No, in the viewpoint you refer to here, which is different from the "trousers" viewpoint, space flows inward around a black hole (it only flows inward "faster than light" inside the horizon). But you can't mix this viewpoint with the "trousers" viewpoint. They're different heuristic pictures, and both of them leave out a lot. In particular, the "space flowing inward" viewpoint can't handle black hole mergers at all (and isn't very well equipped even to handle the collapse of a single object to form a black hole).

 

[HansH]

Is there any graphical representation or animation available somewhere that gives an idea of how this process of merger or collapsing star to a black hole evolves in spacetime?

 

[PeterDonis]

evolves in spacetime?

Nothing "evolves in spacetime". Spacetime is a 4-dimensional geometric object that already contains the entire history of the system. So a spacetime representation does not show anything "changing" or "evolving".

As far as animations go, you might try Andrew Hamilton's home page:

https://jila.colorado.edu/~ajsh/

He has done a variety of simulations of various black hole scenarios. The basic idea of all of them is to pick an observer with a particular worldline in the spacetime, and show how things look to that observer as a function of their proper time along the worldline. He also has some spacetime diagrams.

 

[HansH]

Nothing "evolves in spacetime". Spacetime is a 4-dimensional geometric object that already contains the entire history of the system.

Yes of course, thinking about that I realize that there is indeed nothing to evolve as time is already in. But I also ralize that then the rocket that I decide to launch at a certain time can not be included in this system in this way, other than assuming the launched rocket is part of the 4-dimensional geometric object so the launching moment is on beforehand defined in the structure itself.

Basically this does not have to be a problem, as the effect of the launch moment is still fully visible in the 4D object.

so I could calculate the resulting spacetime as function of the launching moment. That actually adds an additional dimension to the structure which is all posible launching moments. Normally if you add a dimension to some structure all matrices, tensors etc then also get additional dimensions. However as you can probably see the 5th dimension as fully independent here (simply includes all possible spacetimes as function of the launching moment), I assume it doesn't give extra complications. (it does not make sense for example to look at the derivative of the launching moment having an effect on something else)

 

[PeterDonis]

the rocket that I decide to launch at a certain time can not be included in this system in this way

Sure it can. See below.

other than assuming the launched rocket is part of the 4-dimensional geometric object so the launching moment is on beforehand defined in the structure itself.

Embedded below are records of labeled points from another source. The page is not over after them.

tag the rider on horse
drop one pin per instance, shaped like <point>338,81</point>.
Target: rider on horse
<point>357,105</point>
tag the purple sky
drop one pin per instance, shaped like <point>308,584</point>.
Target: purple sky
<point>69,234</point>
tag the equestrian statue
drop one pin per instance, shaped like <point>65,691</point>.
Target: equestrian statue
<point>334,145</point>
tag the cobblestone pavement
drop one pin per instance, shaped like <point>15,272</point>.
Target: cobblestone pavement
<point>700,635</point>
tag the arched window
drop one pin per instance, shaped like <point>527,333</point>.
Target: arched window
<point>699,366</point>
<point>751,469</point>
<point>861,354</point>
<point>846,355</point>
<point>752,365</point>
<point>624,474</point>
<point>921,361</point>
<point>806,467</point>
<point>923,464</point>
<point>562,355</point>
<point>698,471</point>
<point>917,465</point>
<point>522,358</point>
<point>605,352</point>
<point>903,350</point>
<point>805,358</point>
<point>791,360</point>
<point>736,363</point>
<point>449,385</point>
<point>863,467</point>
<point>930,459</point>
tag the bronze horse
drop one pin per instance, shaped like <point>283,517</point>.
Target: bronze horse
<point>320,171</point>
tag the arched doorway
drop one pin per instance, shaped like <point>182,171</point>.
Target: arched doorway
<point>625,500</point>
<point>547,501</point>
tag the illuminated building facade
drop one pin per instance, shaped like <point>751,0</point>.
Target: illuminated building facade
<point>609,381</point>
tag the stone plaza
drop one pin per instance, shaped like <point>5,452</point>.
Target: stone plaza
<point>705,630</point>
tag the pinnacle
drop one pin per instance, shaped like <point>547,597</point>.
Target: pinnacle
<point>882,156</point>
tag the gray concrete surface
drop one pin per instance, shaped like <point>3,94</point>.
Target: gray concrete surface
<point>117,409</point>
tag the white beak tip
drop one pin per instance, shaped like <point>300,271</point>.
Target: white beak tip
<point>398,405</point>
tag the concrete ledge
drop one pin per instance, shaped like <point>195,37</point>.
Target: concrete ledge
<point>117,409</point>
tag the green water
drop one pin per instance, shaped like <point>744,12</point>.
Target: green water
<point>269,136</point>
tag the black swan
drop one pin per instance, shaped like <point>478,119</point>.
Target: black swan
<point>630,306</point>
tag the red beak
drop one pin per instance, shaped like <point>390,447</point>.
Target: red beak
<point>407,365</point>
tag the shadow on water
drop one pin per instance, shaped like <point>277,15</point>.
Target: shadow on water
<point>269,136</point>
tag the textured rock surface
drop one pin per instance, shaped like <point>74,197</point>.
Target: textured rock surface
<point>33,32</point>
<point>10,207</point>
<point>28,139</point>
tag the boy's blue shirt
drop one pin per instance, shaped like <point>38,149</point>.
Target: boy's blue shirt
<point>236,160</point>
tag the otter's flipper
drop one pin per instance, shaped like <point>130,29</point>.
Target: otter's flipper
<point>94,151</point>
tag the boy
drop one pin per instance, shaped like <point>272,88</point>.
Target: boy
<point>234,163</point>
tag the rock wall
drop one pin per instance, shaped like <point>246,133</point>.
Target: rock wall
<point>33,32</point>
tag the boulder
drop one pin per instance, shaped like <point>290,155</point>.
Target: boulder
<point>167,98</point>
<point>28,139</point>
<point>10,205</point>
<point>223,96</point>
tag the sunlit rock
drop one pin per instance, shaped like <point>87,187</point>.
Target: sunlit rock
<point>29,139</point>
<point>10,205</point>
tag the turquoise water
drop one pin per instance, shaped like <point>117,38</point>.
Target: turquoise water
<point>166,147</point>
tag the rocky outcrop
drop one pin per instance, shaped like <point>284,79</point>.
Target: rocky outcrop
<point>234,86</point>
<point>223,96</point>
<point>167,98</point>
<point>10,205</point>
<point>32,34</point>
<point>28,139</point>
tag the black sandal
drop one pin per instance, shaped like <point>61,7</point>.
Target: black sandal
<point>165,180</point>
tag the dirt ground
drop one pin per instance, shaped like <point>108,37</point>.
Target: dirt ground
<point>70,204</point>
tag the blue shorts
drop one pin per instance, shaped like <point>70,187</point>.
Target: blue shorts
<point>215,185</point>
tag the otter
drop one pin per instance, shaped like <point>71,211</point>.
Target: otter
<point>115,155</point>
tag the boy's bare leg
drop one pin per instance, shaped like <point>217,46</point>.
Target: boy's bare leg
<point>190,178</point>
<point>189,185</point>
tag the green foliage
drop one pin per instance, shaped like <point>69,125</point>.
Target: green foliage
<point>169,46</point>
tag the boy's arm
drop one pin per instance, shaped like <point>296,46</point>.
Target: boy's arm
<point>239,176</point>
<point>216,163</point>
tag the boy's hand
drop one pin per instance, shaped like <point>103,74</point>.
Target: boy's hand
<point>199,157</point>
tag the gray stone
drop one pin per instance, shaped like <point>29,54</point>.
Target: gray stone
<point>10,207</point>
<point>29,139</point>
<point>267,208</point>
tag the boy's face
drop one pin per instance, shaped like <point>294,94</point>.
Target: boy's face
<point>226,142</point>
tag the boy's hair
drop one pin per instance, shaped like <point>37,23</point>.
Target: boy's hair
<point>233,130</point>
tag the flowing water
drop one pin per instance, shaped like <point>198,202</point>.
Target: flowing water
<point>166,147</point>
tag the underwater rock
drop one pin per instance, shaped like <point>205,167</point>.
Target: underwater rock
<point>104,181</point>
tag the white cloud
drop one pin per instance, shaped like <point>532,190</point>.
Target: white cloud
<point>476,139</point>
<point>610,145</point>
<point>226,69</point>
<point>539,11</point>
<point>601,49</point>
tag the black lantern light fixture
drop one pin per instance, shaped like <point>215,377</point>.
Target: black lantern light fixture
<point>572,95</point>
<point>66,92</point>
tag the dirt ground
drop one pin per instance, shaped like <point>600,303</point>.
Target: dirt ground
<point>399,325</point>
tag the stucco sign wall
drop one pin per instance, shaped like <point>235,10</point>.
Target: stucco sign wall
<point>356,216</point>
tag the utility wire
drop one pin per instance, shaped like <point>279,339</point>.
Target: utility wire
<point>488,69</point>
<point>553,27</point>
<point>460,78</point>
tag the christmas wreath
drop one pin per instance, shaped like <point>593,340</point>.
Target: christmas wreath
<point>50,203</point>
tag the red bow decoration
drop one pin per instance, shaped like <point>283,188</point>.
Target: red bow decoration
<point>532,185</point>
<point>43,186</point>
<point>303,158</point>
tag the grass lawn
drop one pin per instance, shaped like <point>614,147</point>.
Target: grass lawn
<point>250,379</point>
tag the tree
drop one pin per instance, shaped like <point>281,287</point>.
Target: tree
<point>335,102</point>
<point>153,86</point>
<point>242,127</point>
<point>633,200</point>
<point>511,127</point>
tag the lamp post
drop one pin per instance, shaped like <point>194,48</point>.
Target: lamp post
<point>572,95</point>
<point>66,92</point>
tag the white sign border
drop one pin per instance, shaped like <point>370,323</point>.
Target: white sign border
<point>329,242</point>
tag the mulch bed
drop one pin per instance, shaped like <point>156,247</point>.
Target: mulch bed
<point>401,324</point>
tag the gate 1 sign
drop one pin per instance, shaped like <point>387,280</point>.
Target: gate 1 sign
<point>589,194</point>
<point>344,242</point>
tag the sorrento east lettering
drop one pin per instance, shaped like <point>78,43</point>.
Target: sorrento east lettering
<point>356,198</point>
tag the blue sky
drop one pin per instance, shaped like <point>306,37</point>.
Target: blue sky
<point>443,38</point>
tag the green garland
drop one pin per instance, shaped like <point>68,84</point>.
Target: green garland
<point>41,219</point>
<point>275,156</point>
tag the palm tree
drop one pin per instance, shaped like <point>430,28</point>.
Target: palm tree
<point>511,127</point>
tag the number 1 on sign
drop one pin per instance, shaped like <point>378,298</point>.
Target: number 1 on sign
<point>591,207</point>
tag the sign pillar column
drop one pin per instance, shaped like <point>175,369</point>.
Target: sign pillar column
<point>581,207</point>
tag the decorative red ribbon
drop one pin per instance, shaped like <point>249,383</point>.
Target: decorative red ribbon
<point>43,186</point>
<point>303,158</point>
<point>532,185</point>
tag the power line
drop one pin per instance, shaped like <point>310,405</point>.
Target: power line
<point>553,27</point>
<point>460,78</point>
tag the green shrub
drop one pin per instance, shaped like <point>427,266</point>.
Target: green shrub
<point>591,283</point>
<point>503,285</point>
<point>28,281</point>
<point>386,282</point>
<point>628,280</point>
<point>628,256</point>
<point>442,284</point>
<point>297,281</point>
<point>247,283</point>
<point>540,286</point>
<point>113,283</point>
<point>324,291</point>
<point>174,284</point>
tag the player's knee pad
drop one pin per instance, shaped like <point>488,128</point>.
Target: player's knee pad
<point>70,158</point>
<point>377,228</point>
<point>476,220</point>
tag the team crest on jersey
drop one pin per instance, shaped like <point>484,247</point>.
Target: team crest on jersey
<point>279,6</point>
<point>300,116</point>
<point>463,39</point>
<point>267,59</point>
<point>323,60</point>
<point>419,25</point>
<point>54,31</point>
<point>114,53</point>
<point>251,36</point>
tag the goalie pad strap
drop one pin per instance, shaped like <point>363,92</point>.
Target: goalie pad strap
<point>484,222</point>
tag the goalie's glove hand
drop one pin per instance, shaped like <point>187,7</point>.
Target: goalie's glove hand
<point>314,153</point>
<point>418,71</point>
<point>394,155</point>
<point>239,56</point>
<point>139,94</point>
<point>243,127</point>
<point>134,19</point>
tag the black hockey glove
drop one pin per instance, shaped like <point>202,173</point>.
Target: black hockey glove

I'm not sure what you mean here, but as I said before, the case where the rocket is launched, and the case where the rocket is not launched, are two different spacetimes--two different 4-dimensional geometries. You can't have a single solution that includes both possibilities, because the spacetime geometries are different. But you don't need to have a single solution that includes both possibilities. You can just have two solutions.

I could calculate the resulting spacetime as function of the launching moment. That actually adds an additional dimension to the structure which is all posible launching moments.

No. If you change the "launching moment", you again change the spacetime geometry. It won't change whether a singularity is present (since if the rocket is launched, by your assumptions, a singularity will be present), but it will change other things about the geometry, because the spacetime geometry includes relationships like "when on Earth's clock the rocket gets launched". If you change when on Earth's clock the rocket gets launched, you change the spacetime geometry. So you don't have one "structure" with an additional "dimension" to represent the possible launching moments. You have as many different "structures" (spacetime geometries) as you have launching moments.

the 5th dimension

There isn't one. See above.

You are verging on personal speculation at this point. I would strongly suggest taking some time to work through a GR textbook to see how spacetime models are actually constructed.